Luckily I have tahini in my life thanks to the robust Lebanese population in Cotonou. Tahini sauce (again via Bittman) provided a great counterpoint to the fried falafel. Pickled red onions (recipe from, yes, Bittman) and sautéed greens with cumin seeds and garlic (I forget where I got this recipe but it’s a go-to) provided some vegetable relief. Voilà.
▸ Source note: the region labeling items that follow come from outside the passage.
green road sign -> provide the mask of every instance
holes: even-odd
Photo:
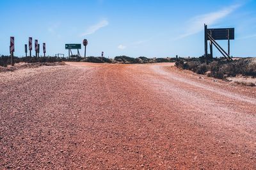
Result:
[[[66,50],[81,49],[81,43],[67,43],[65,47]]]

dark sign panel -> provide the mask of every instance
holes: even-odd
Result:
[[[215,40],[227,40],[235,39],[235,29],[234,28],[217,28],[207,29],[208,33]],[[209,40],[208,38],[208,40]]]
[[[66,50],[81,49],[81,43],[67,43],[65,45]]]

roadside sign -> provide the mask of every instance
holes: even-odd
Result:
[[[10,37],[10,52],[14,52],[14,36]]]
[[[215,40],[235,40],[235,29],[234,27],[208,29],[207,31]],[[208,40],[210,40],[209,38]]]
[[[28,45],[25,44],[25,53],[28,52]]]
[[[46,48],[45,48],[45,43],[43,43],[43,52],[45,53],[46,52]]]
[[[84,39],[84,40],[83,41],[83,44],[84,45],[84,46],[87,46],[88,41],[86,39]]]
[[[38,50],[38,40],[35,40],[35,50],[37,52]]]
[[[65,49],[81,49],[81,43],[67,43],[65,45]]]
[[[28,48],[29,50],[32,50],[32,37],[28,38]]]

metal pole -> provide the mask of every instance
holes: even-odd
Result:
[[[207,40],[208,40],[207,26],[205,24],[204,24],[204,57],[205,58],[205,61],[206,61],[206,58],[208,56]]]
[[[70,50],[68,49],[68,59],[70,59]]]
[[[212,54],[212,43],[210,41],[210,52],[211,52],[211,58],[213,58],[213,54]]]
[[[230,42],[229,40],[229,29],[228,29],[228,54],[230,56]]]
[[[86,45],[84,46],[84,59],[86,58]]]
[[[230,56],[225,51],[225,50],[223,50],[223,49],[222,49],[221,47],[220,47],[220,45],[214,40],[214,39],[212,38],[212,37],[209,34],[208,34],[208,37],[209,37],[209,39],[212,41],[212,42],[213,43],[214,45],[214,43],[215,43],[218,47],[219,47],[219,48],[220,48],[221,50],[223,50],[223,52],[228,56],[228,58],[230,59],[233,60],[233,59],[230,58]],[[214,46],[216,47],[216,45],[214,45]]]
[[[14,65],[13,62],[13,52],[11,52],[11,58],[12,58],[12,66]]]

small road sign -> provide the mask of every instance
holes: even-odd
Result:
[[[29,50],[32,50],[32,37],[28,38],[28,48]]]
[[[10,52],[14,52],[14,36],[10,37]]]
[[[38,40],[35,40],[35,51],[36,52],[36,57],[37,57],[37,54],[38,53]]]
[[[81,43],[67,43],[65,45],[66,50],[81,49]]]
[[[86,39],[84,39],[84,40],[83,41],[83,44],[84,45],[84,46],[87,46],[88,41]]]
[[[35,40],[35,51],[38,52],[38,40]]]
[[[45,48],[45,43],[43,43],[43,52],[45,53],[46,52],[46,48]]]

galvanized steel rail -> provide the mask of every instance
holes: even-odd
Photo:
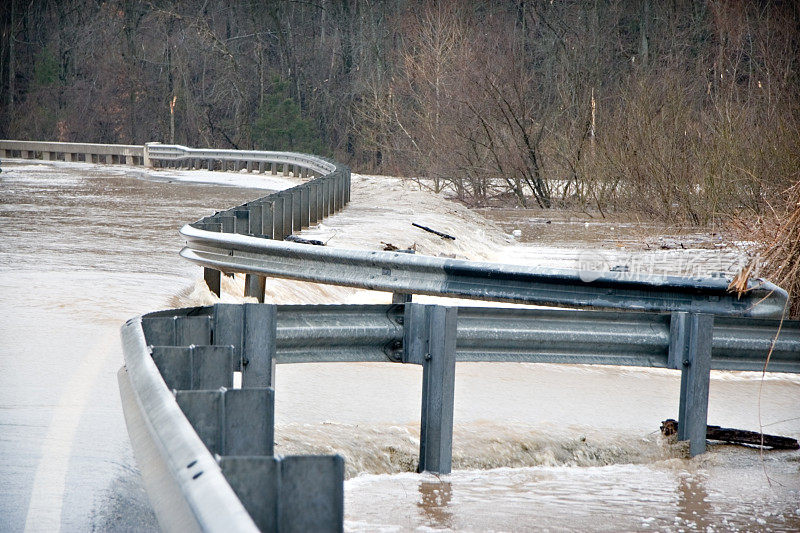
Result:
[[[721,278],[546,270],[282,242],[341,209],[350,171],[305,154],[0,141],[0,156],[290,173],[307,183],[184,226],[181,255],[247,274],[571,311],[386,306],[223,305],[150,313],[122,329],[118,374],[131,442],[151,502],[171,531],[340,531],[342,459],[275,457],[276,363],[359,361],[423,367],[419,469],[450,470],[457,361],[606,364],[681,370],[679,438],[705,449],[709,372],[800,372],[800,323],[784,322],[786,293],[753,282],[741,299]],[[651,312],[632,312],[651,311]],[[656,312],[652,312],[656,311]],[[715,316],[716,315],[716,316]],[[233,387],[241,375],[242,388]]]
[[[560,307],[688,311],[728,316],[780,316],[786,292],[763,280],[738,296],[724,278],[585,272],[397,252],[345,250],[253,236],[181,228],[181,256],[224,272],[410,294]]]
[[[446,473],[456,362],[679,369],[679,429],[692,424],[705,429],[703,405],[697,404],[707,397],[692,391],[702,378],[698,368],[706,378],[710,369],[800,372],[800,321],[719,318],[709,342],[698,341],[690,353],[684,340],[692,335],[687,330],[692,316],[413,303],[169,310],[123,328],[120,390],[131,440],[165,529],[246,531],[253,527],[251,518],[262,530],[336,530],[342,520],[341,458],[272,457],[276,363],[422,365],[419,469]],[[779,326],[782,334],[775,341]],[[234,372],[241,372],[241,389],[232,388]],[[290,488],[281,488],[284,484]],[[241,503],[231,500],[232,493]],[[324,505],[308,503],[320,500]]]

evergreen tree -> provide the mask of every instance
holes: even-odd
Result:
[[[289,83],[275,76],[253,125],[253,142],[262,150],[323,154],[316,125],[303,117],[300,105],[289,94]]]

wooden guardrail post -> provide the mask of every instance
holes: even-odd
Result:
[[[713,332],[714,315],[672,313],[667,366],[681,371],[678,440],[689,441],[692,457],[706,451]]]
[[[418,471],[448,474],[453,458],[458,308],[407,304],[403,323],[403,362],[422,364]]]

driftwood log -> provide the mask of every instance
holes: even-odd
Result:
[[[411,225],[416,227],[416,228],[419,228],[419,229],[424,229],[425,231],[433,233],[434,235],[438,235],[439,237],[441,237],[443,239],[450,239],[451,241],[456,240],[456,238],[453,237],[452,235],[448,235],[447,233],[442,233],[441,231],[436,231],[435,229],[431,229],[431,228],[429,228],[427,226],[423,226],[422,224],[417,224],[416,222],[412,222]]]
[[[325,246],[325,243],[322,241],[318,241],[316,239],[304,239],[302,237],[298,237],[297,235],[287,235],[284,241],[289,242],[297,242],[300,244],[313,244],[314,246]]]
[[[661,433],[665,437],[678,433],[677,420],[668,419],[661,422]],[[709,440],[719,440],[731,444],[750,444],[754,446],[764,446],[775,450],[798,450],[800,444],[797,439],[791,437],[781,437],[778,435],[767,435],[758,431],[747,431],[744,429],[723,428],[719,426],[706,426],[706,438]]]

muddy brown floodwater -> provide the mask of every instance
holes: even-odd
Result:
[[[118,331],[140,313],[216,301],[198,282],[200,269],[178,257],[177,229],[264,191],[184,181],[267,180],[215,176],[3,162],[3,531],[156,527],[119,405]],[[713,235],[690,238],[702,232],[594,220],[547,224],[534,211],[487,212],[487,220],[399,180],[354,176],[353,184],[347,209],[304,235],[329,246],[380,249],[391,242],[418,253],[568,268],[591,262],[711,275],[741,261],[741,247]],[[511,236],[515,229],[519,239]],[[224,283],[225,301],[241,301],[241,279]],[[276,303],[390,298],[279,280],[269,280],[267,296]],[[662,440],[660,421],[678,410],[675,371],[459,364],[454,471],[439,477],[412,472],[420,379],[419,368],[389,364],[277,371],[277,450],[345,456],[347,530],[800,530],[797,452],[712,445],[689,460],[680,445]],[[710,394],[712,424],[800,437],[796,376],[713,372]]]

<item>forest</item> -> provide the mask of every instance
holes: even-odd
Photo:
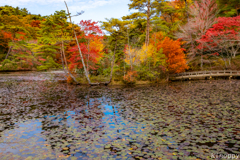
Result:
[[[138,12],[76,24],[71,17],[84,12],[63,8],[41,16],[1,6],[0,70],[63,69],[68,83],[134,84],[240,69],[239,0],[130,0],[128,6]]]

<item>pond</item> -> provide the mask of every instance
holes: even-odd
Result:
[[[0,85],[0,159],[196,160],[240,154],[239,80]]]

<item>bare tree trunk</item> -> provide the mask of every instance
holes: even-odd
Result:
[[[10,55],[10,53],[11,53],[11,51],[12,51],[12,46],[8,49],[8,53],[7,53],[7,55],[6,55],[6,57],[5,57],[5,59],[7,59],[8,58],[8,56]]]
[[[188,8],[188,4],[187,4],[187,0],[185,0],[185,9],[186,9],[186,14],[187,14],[187,20],[189,22],[189,14],[188,14],[187,8]]]
[[[65,61],[65,65],[66,65],[68,74],[71,76],[71,78],[72,78],[77,84],[79,84],[78,81],[76,80],[76,78],[72,75],[72,73],[71,73],[70,70],[68,69],[68,63],[67,63],[67,59],[66,59],[65,52],[64,52],[64,44],[63,44],[63,41],[62,41],[62,54],[63,54],[63,57],[64,57],[64,61]],[[64,66],[64,65],[63,65],[63,66]],[[64,68],[63,68],[63,69],[64,69]]]
[[[62,50],[60,50],[60,54],[61,54],[61,60],[62,60],[63,71],[64,71],[64,73],[66,74],[66,76],[68,76],[68,72],[65,70],[65,67],[64,67],[64,60],[63,60],[63,53],[62,53]]]
[[[109,79],[108,83],[111,83],[111,81],[112,81],[113,68],[114,68],[114,64],[115,64],[116,49],[117,49],[117,41],[115,42],[114,53],[113,53],[113,61],[112,61],[112,67],[111,67],[111,73],[110,73],[110,79]]]
[[[146,31],[146,40],[145,40],[145,44],[146,46],[148,46],[149,44],[149,30],[150,30],[150,0],[148,0],[148,4],[147,4],[147,31]]]
[[[88,40],[88,61],[87,61],[87,71],[89,71],[88,63],[89,63],[89,40]]]
[[[94,85],[94,84],[91,83],[91,81],[90,81],[90,79],[89,79],[89,76],[88,76],[89,74],[88,74],[88,71],[87,71],[86,66],[85,66],[85,63],[84,63],[83,55],[82,55],[82,52],[81,52],[81,49],[80,49],[80,46],[79,46],[79,43],[78,43],[78,39],[77,39],[76,32],[75,32],[75,30],[74,30],[74,28],[73,28],[73,23],[72,23],[72,20],[71,20],[71,16],[70,16],[70,13],[69,13],[69,9],[68,9],[68,6],[67,6],[66,1],[64,1],[64,2],[65,2],[65,5],[66,5],[66,7],[67,7],[67,12],[68,12],[68,16],[69,16],[69,19],[70,19],[70,23],[72,24],[72,30],[73,30],[73,32],[74,32],[75,39],[76,39],[76,42],[77,42],[78,51],[79,51],[79,54],[80,54],[80,57],[81,57],[81,60],[82,60],[82,64],[83,64],[85,76],[86,76],[86,78],[87,78],[88,83],[89,83],[90,85]]]

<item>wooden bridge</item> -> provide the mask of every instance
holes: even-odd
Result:
[[[240,77],[240,71],[233,70],[213,70],[213,71],[197,71],[197,72],[184,72],[172,74],[169,76],[170,80],[182,79],[206,79],[212,77]]]

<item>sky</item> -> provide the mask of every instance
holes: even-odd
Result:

Ever seen your neighbor on his front porch taking pictures of his toe nail clippings? Carefully holding them up and photographing them over and over? What kind of look would you give him? That’s the look my neighbors give me as I stand outside taking pictures of the food we’re about to eat. Inside is too dark so I have no choice. Digital cameras are rare here and food is fuel, not craft. Usually I’ll get a cursory “What is that?” along with the toenail-clipping-glance. I’ve been giving out samples of what I’ve cooked. Mostly the neighbors smile and thank me but don’t ask for more. The pita, though, was a hit. Two neighbors asked me to teach them how to make it.* The falafel they barely touched. Their loss.
*Several weeks later, the two neighbors came over and we made pita bread together. I offered to teach them to make hummus or falafel or baba ghanoush. As is common here they didn’t outright refuse but instead said, “Some other time.” They told me they intended to eat their pita with ja, one of the versions of spicy tomato sauce often eaten here.